As with the development of speed travel, with aeroplanes for example, veganism starts in one place and moves quickly to show up what had, before, been completely unrecognisable. An apotheosis occurs: tiny biplanes using propellers, then light metal structures allowing bigger engines, then supersonic jets and speed travel. If the aim was simply to fly we’d have stayed with romantic biplanes but if it was speed-travel then we end up with what we have today. Vegan consciousness is really a speed-travel idea, a sped-up version of the old lumbering style of omnivore-human survival method. And now we have (the behemoth of) mass denial of logical event-sequence. Independent thought has been sacrificed for the wall Everyman helps to build, to stand huge against what vegans are saying.
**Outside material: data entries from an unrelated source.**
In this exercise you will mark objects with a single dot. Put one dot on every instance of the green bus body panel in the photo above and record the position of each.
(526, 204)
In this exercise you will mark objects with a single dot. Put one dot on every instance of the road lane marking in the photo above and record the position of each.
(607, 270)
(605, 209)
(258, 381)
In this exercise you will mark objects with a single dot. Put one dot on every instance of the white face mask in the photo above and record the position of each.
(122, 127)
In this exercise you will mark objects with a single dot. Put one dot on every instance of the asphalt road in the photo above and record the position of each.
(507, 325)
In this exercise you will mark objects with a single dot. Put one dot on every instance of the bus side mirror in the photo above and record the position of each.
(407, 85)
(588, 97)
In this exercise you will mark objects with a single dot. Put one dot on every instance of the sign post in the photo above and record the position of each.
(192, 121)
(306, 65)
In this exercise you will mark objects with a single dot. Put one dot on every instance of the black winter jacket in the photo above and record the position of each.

Our own certainty in vegan principle, as a universal truth, is all we have to fight this denial with.
The reason we become vegan is to overcome the denial of omnivores. We know we’ve got to do whatever needs to be done to win their attention. Get them talking. get them to trust us not to be scheisters. To know we show ‘genuine’ natures.
We have to become strong enough in determination, that we’ll keep in mind why we became vegan - to free the dear, voiceless creatures from their ugly prison farms. That’s the primary reason. That reason has to be more important than any other consideration, and of course there are plenty more. Plenty more reasons to become vegan.